OMERS, the Ontario Municipal Employees Retirement System, said Friday that net assets grew to $60.8 billion over the year.

It also reported collecting $3.2 billion in contributions in 2012 and paying out $2.7 billion in benefits, “clearly demonstrating its ability to meet its pension obligation in the short and medium term.”

“The $5.7-billion increase in our net assets demonstrates the strength and robustness of OMERS’ business model with the capacity to generate growing investment cash yields and more than ample liquidity to withstand market shocks under stressed financial conditions,” president and CEO Michael Nobrega added in a release announcing the results.

Overall, the OMERS private market portfolio had a 13.8% investment return, which included returns of 19.2% by OMERS Private Equity, 16.9% by Oxford Properties and 12.7% by Borealis Infrastructure.

Those gains were partially offset by a negative 10.1% return by OMERS Strategic Investments.

OMERS Strategic Investments, which represents less than 2.5% of net investments, has its principal assets in Alberta’s oil and gas sector.

“The year-end valuation of these assets was negatively impacted as oil and gas prices fell to their lowest levels in five years,” OMERS said.

OMERS Capital Markets, which manages the public market portfolio including public equities, fixed income and debt investments, generated a 7.5% return.

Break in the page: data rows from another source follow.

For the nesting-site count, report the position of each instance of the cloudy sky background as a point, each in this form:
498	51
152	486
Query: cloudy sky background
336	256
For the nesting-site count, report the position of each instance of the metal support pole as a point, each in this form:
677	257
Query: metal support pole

Meanwhile, OMERS said an actuarial review as of the end 2012 showed total pension entitlements earned to date by all plan members exceeded OMERS actuarial net assets by $10 billion, resulting in a continuing funding deficit.

“This projected, long-term deficit is mainly the result of increasing liabilities and the impact of investment losses incurred as a result of the 2008 global financial crisis.”

In 2010 OMERS implemented a plan aimed at eliminating the deficit over time through measures that include a contribution increase phased in over three years and assuming a 6.5% net investment return on an annual basis.

“This deficit is based on a long-term projection going out several decades and in no way reflects our ability to pay pensions in the short term,” chief financial officer Patrick Crowley said Friday.

“Solid investment returns, which have averaged 8.9% per year in the four years since the financial crisis and 8.24% over the past 10 years, combined with contribution increases, are already having a positive impact on reducing the deficit.”